In our patient, traditional islet autoantibodies were negative, and she discontinued the use of insulin after 5 months. However, tests for other antibodies, such as anti-insulin receptor antibodies or Zn8, could not be performed. We suspect that CY could have precipitated hyperglycemia by a cytotoxicity mechanism, but other non-identified mechanisms may also have played a role. We also hypothesize that the effect may have been cytotoxic but not cytocidal, or that the surviving beta cells are currently enough to maintain a long-term normoglycemia and C-peptide production.
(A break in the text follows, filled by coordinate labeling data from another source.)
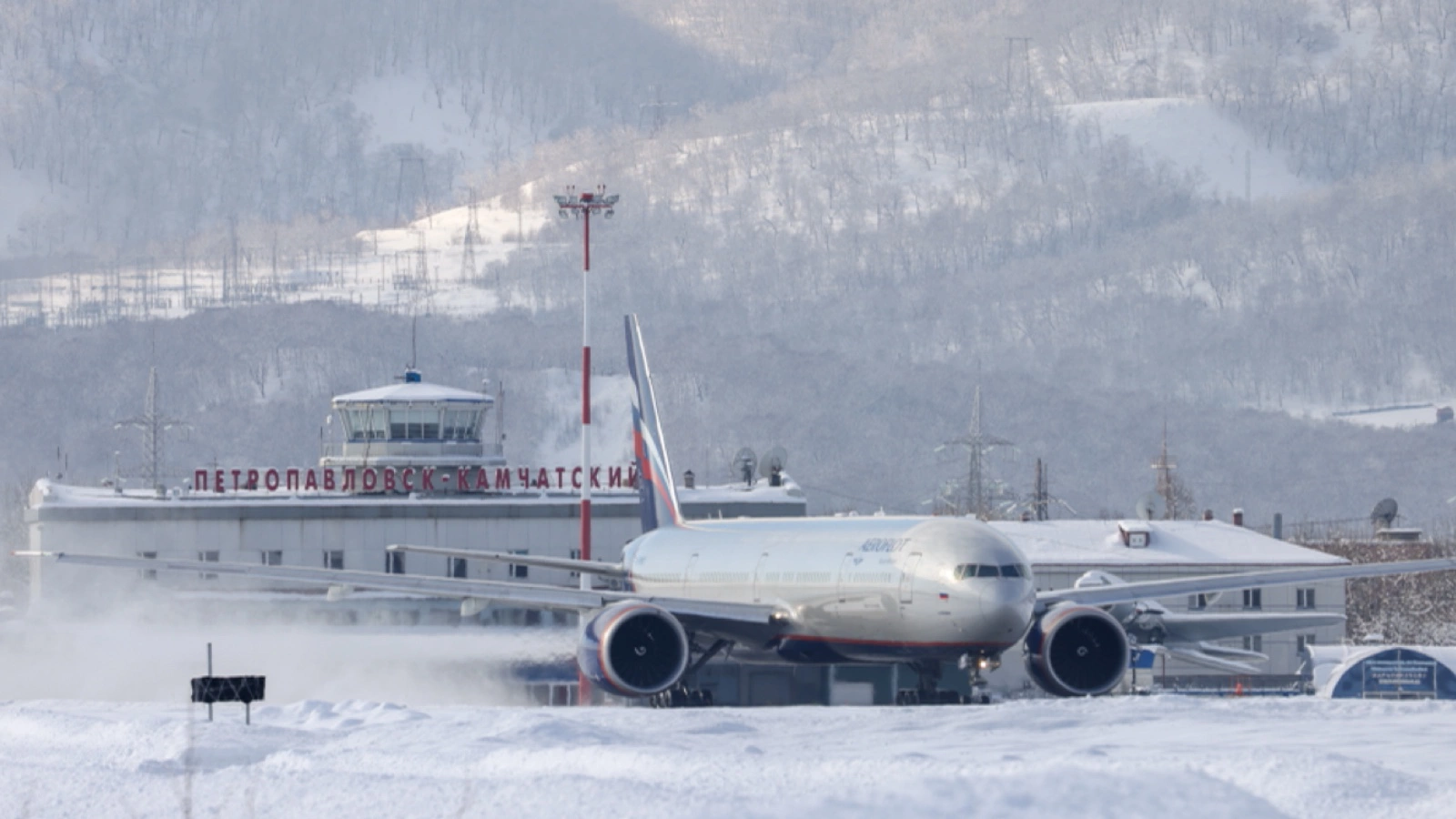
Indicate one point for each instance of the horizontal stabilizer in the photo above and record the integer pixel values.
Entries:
(1198, 627)
(582, 566)
(1198, 656)
(1152, 589)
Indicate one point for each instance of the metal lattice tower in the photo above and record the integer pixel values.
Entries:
(1167, 484)
(977, 443)
(152, 424)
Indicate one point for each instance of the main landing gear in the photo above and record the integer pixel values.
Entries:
(928, 691)
(683, 695)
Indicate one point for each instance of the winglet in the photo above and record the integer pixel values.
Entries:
(654, 472)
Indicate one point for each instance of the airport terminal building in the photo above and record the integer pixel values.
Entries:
(417, 465)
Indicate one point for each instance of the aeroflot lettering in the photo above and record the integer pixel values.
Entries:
(388, 480)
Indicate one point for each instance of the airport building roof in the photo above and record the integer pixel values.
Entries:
(1172, 542)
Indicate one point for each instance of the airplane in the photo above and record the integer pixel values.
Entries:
(1188, 636)
(917, 591)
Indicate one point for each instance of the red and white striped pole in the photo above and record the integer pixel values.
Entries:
(582, 206)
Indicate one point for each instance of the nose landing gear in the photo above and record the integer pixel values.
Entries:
(928, 691)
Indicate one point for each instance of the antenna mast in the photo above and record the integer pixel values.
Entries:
(152, 424)
(977, 443)
(1167, 484)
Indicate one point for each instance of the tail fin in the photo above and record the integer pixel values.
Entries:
(654, 472)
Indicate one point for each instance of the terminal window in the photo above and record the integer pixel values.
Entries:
(208, 557)
(516, 570)
(149, 573)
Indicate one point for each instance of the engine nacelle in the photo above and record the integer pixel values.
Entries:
(632, 649)
(1077, 652)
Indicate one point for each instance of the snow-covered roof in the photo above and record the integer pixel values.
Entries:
(51, 493)
(412, 392)
(1174, 542)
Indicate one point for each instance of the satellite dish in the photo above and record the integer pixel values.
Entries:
(1383, 513)
(1150, 508)
(743, 465)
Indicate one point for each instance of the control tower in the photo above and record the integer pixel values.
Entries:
(414, 424)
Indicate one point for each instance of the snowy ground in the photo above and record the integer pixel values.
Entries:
(1128, 756)
(414, 722)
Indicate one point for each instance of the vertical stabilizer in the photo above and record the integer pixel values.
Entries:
(654, 472)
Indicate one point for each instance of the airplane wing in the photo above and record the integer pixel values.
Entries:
(1212, 656)
(1200, 627)
(703, 614)
(1150, 589)
(582, 566)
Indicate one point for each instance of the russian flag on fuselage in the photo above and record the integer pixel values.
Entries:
(654, 472)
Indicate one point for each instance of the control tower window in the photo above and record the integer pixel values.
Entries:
(414, 424)
(460, 424)
(364, 424)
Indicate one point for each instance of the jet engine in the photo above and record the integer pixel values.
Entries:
(1077, 652)
(632, 649)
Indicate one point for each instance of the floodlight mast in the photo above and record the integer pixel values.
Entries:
(582, 205)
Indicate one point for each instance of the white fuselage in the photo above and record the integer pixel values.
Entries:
(856, 589)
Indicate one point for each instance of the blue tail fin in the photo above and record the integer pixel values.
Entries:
(654, 472)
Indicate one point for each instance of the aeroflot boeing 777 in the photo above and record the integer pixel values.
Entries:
(924, 591)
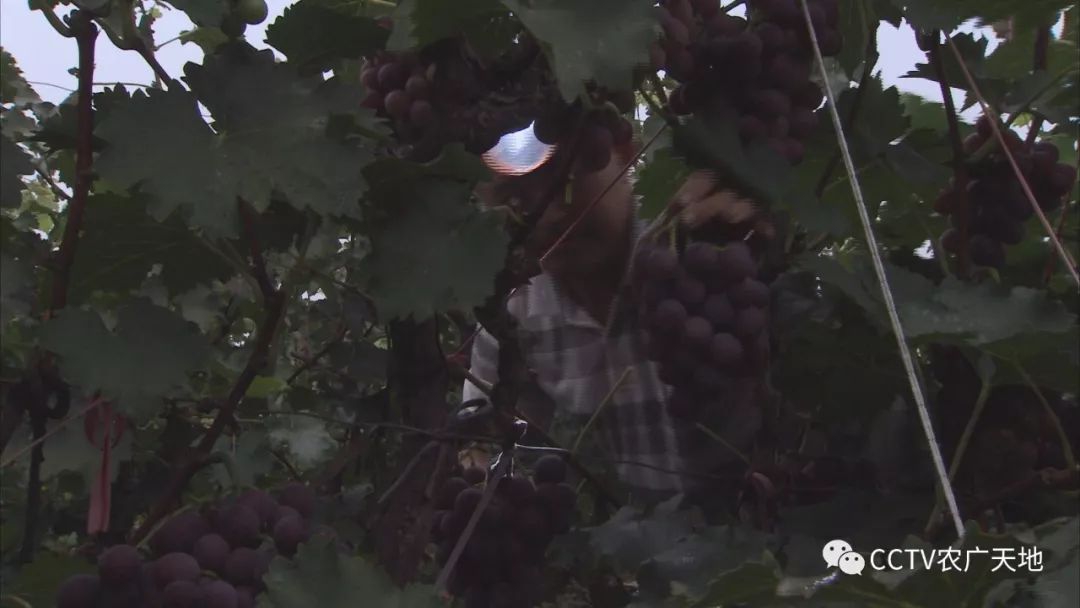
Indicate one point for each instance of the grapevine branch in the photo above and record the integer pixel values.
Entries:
(864, 78)
(959, 172)
(85, 35)
(274, 305)
(898, 328)
(1069, 262)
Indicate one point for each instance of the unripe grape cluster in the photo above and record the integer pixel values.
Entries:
(604, 126)
(500, 566)
(997, 205)
(759, 67)
(705, 315)
(211, 559)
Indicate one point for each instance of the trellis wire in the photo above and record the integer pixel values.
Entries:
(890, 305)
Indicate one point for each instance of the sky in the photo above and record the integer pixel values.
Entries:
(45, 56)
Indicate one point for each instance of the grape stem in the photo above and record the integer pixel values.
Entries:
(1069, 262)
(496, 476)
(1070, 459)
(592, 419)
(961, 447)
(959, 171)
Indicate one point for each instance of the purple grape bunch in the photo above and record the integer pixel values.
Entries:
(705, 319)
(760, 66)
(213, 558)
(501, 565)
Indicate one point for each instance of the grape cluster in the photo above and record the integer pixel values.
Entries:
(500, 566)
(399, 86)
(759, 67)
(997, 205)
(705, 316)
(604, 126)
(1013, 435)
(211, 559)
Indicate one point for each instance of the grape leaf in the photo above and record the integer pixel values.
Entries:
(602, 40)
(149, 353)
(754, 581)
(305, 437)
(16, 288)
(658, 181)
(934, 14)
(13, 86)
(250, 456)
(121, 244)
(436, 253)
(314, 36)
(271, 139)
(39, 581)
(320, 576)
(203, 12)
(13, 163)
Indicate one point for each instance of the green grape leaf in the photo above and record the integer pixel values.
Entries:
(147, 355)
(13, 163)
(13, 86)
(38, 581)
(658, 181)
(314, 36)
(207, 13)
(270, 140)
(435, 253)
(320, 576)
(934, 14)
(602, 40)
(251, 458)
(16, 288)
(754, 582)
(121, 244)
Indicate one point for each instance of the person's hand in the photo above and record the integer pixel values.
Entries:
(700, 201)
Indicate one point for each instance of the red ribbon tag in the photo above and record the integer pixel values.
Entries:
(104, 430)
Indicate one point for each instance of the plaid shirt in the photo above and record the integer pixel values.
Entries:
(577, 363)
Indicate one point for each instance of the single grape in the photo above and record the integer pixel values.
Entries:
(550, 469)
(261, 503)
(219, 594)
(697, 333)
(211, 551)
(690, 292)
(180, 594)
(175, 567)
(669, 316)
(80, 591)
(736, 261)
(397, 103)
(748, 322)
(717, 310)
(726, 350)
(239, 525)
(242, 566)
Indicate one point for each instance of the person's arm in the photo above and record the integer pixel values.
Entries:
(532, 401)
(484, 365)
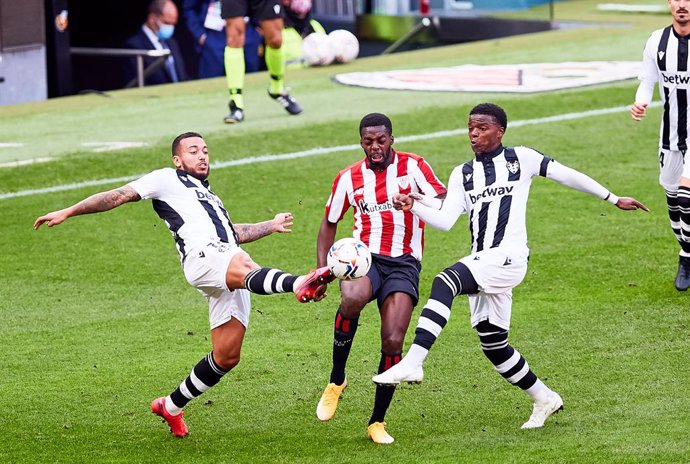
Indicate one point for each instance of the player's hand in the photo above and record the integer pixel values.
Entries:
(630, 204)
(282, 223)
(402, 202)
(638, 110)
(51, 219)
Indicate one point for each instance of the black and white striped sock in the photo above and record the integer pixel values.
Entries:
(683, 225)
(266, 281)
(452, 281)
(204, 375)
(507, 360)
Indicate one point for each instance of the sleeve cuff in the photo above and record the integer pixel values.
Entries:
(611, 198)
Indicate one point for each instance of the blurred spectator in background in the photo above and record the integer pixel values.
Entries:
(157, 34)
(298, 25)
(208, 29)
(269, 13)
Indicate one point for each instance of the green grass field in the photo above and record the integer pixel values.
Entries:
(98, 320)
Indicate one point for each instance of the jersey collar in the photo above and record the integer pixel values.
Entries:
(487, 156)
(183, 173)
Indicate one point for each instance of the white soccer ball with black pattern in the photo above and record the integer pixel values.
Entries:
(344, 44)
(349, 259)
(317, 50)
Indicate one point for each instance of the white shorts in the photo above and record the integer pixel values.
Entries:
(205, 269)
(672, 166)
(497, 273)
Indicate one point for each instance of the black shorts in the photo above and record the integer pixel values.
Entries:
(389, 275)
(255, 9)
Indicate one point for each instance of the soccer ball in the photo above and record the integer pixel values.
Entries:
(349, 259)
(344, 44)
(317, 50)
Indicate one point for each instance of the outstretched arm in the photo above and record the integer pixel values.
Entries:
(281, 223)
(103, 201)
(582, 182)
(438, 213)
(325, 240)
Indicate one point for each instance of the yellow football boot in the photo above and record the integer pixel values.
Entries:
(328, 403)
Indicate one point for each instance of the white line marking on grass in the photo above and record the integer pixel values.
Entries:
(14, 164)
(110, 146)
(321, 151)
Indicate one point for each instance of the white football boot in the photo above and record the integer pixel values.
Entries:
(404, 371)
(543, 409)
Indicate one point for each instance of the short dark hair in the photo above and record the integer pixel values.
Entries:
(493, 110)
(181, 137)
(375, 119)
(156, 6)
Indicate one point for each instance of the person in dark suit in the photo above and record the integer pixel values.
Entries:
(208, 29)
(157, 34)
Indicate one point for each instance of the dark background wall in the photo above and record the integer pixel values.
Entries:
(108, 23)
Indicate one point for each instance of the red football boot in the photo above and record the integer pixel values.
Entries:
(176, 423)
(312, 287)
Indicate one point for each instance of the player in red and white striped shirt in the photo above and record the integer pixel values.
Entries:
(395, 239)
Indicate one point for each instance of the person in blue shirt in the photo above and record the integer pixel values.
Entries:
(157, 34)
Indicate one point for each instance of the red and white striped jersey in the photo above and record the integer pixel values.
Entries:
(383, 229)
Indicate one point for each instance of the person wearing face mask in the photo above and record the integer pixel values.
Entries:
(157, 34)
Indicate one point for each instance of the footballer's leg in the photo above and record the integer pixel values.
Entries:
(682, 281)
(275, 63)
(396, 313)
(452, 281)
(355, 295)
(226, 341)
(674, 177)
(234, 63)
(243, 272)
(508, 362)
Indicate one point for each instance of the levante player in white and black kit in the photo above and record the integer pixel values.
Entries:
(493, 189)
(395, 239)
(212, 260)
(665, 61)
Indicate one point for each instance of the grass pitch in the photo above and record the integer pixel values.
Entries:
(98, 320)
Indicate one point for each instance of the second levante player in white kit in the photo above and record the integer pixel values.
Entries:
(211, 257)
(493, 189)
(666, 62)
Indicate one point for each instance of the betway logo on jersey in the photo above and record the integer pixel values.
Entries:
(682, 79)
(207, 196)
(367, 208)
(491, 192)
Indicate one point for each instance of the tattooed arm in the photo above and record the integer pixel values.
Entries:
(97, 203)
(250, 232)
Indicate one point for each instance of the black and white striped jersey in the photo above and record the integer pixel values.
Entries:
(193, 213)
(493, 189)
(665, 61)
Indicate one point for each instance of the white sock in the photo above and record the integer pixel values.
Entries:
(171, 408)
(539, 391)
(416, 355)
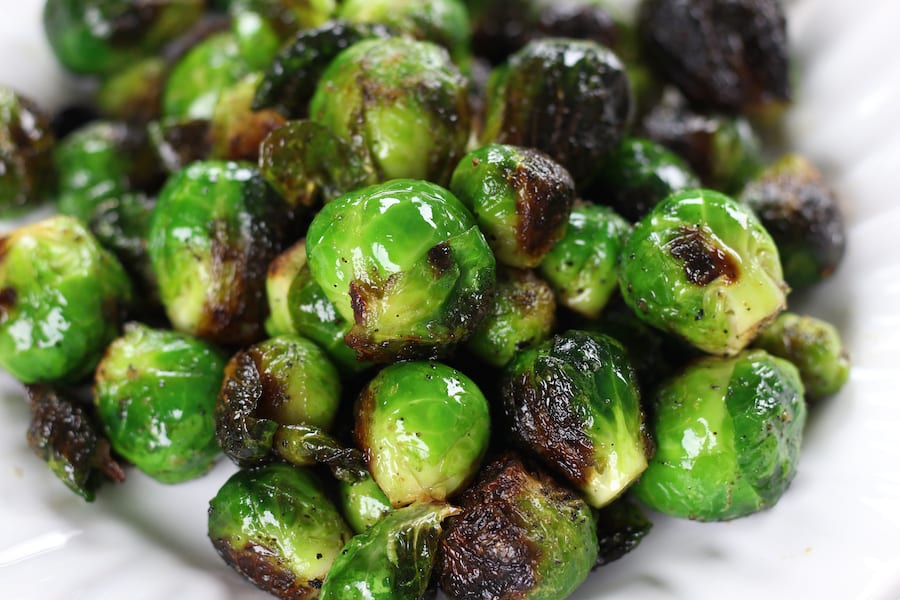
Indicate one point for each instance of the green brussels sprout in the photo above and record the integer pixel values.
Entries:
(638, 175)
(578, 86)
(802, 214)
(424, 428)
(813, 346)
(26, 153)
(155, 392)
(520, 535)
(214, 230)
(285, 380)
(401, 103)
(582, 267)
(102, 36)
(62, 300)
(405, 263)
(520, 197)
(392, 560)
(701, 266)
(521, 315)
(276, 526)
(574, 402)
(728, 432)
(65, 434)
(298, 305)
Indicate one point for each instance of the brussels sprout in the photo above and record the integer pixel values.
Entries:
(731, 56)
(62, 300)
(400, 102)
(582, 267)
(813, 346)
(215, 228)
(276, 526)
(520, 535)
(520, 198)
(405, 263)
(155, 392)
(521, 315)
(638, 175)
(701, 266)
(101, 36)
(574, 402)
(65, 434)
(728, 433)
(578, 86)
(424, 428)
(802, 214)
(285, 380)
(26, 152)
(392, 560)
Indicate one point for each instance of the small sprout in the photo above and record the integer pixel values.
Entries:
(701, 266)
(520, 198)
(573, 401)
(155, 391)
(728, 434)
(520, 535)
(424, 428)
(392, 560)
(276, 526)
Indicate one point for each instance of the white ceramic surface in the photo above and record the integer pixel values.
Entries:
(834, 534)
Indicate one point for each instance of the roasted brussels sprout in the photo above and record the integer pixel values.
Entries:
(520, 535)
(424, 428)
(813, 346)
(400, 102)
(727, 55)
(802, 214)
(701, 266)
(392, 560)
(582, 267)
(155, 392)
(573, 401)
(62, 300)
(215, 229)
(65, 434)
(728, 433)
(405, 263)
(26, 152)
(520, 197)
(578, 86)
(285, 380)
(276, 526)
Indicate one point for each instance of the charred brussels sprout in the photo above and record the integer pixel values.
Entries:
(799, 210)
(285, 380)
(520, 198)
(26, 152)
(424, 428)
(276, 526)
(62, 300)
(577, 85)
(728, 434)
(214, 230)
(392, 560)
(405, 263)
(400, 102)
(520, 535)
(702, 267)
(155, 392)
(582, 267)
(813, 346)
(574, 402)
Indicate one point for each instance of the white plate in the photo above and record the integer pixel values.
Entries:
(833, 535)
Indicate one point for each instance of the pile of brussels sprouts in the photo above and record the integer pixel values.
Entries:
(458, 286)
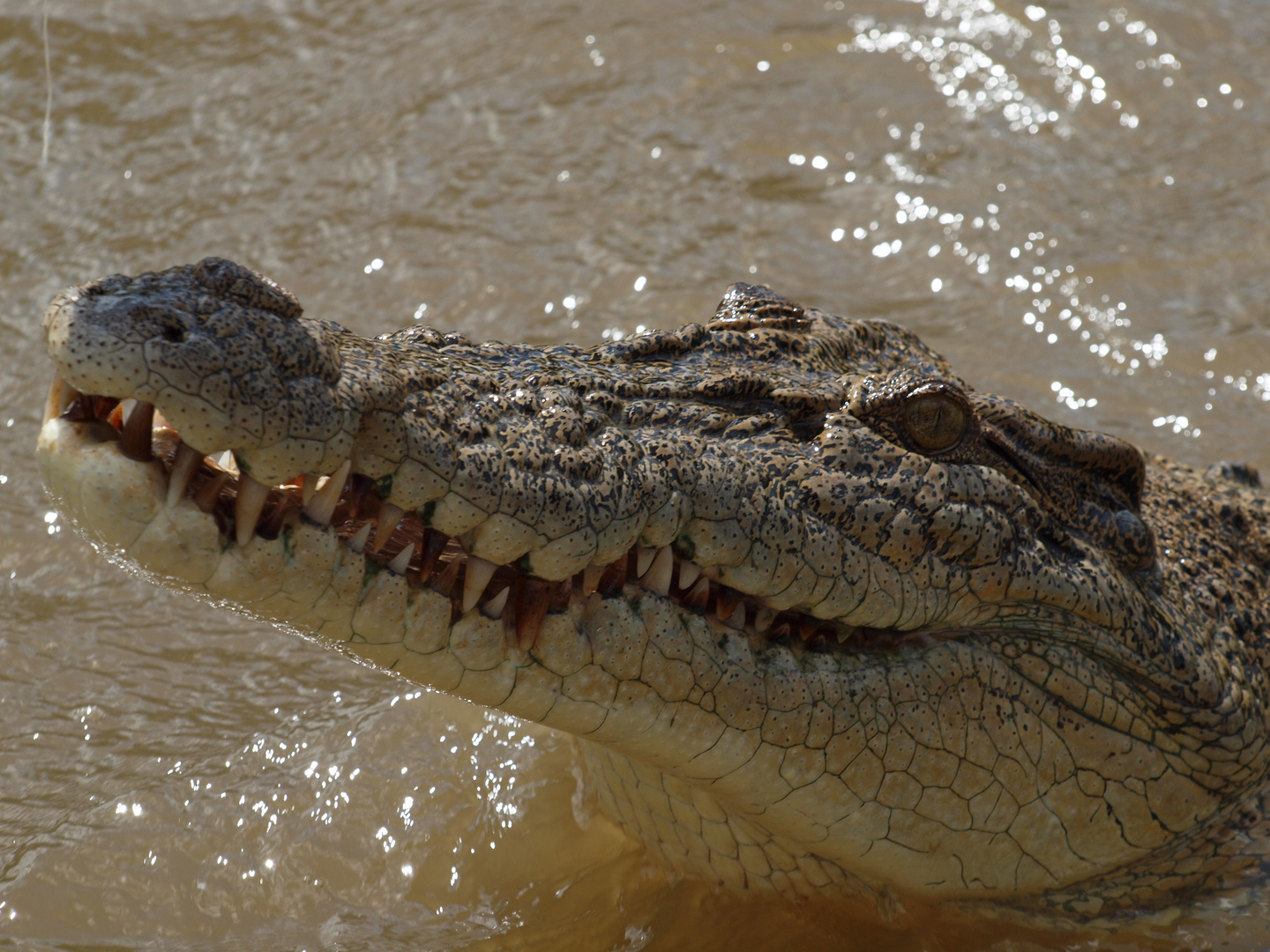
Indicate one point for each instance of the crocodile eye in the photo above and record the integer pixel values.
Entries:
(937, 421)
The association of other factors predisposing to hyperglycemia cannot be completely ruled out in most humans, including our patient. After an exhaustive review of the literature, we only found one clinical case reported by Sharma et al.[19] of a 51-year-old woman with ductal invasive breast carcinoma who was treated with an epirubicin and CY (EC) regimen after surgery. After completion of four cycles of chemotherapy, she began to have clinical manifestations of diabetes, with a random glucose determination of 338 mg/dl and HbA1c of 12.4%. Interestingly, she also had no family history of diabetes and she improved both clinically and biochemically with glimepiride and metformin. As in our case, her history was not compatible with autoimmune diabetes. These authors also considered that there could be a possible relationship with CY use and the onset of DM.[19] We consider that the frequency of atypical behavior of diabetes associated with CY has been underdiagnosed for many reasons, one being that the severity of the disease leading to the use of CY is usually the focus of attention of physicians and diabetes becomes a lesser worry. Another reason may be that most cases present with milder forms of diabetes that do not trigger the alarm for atypical diabetes. Finally, the presence of other risk factors and drugs make it difficult to assign a specific value to the influence of CY in humans. More cases need to be published in order to increase the evidence of this influence.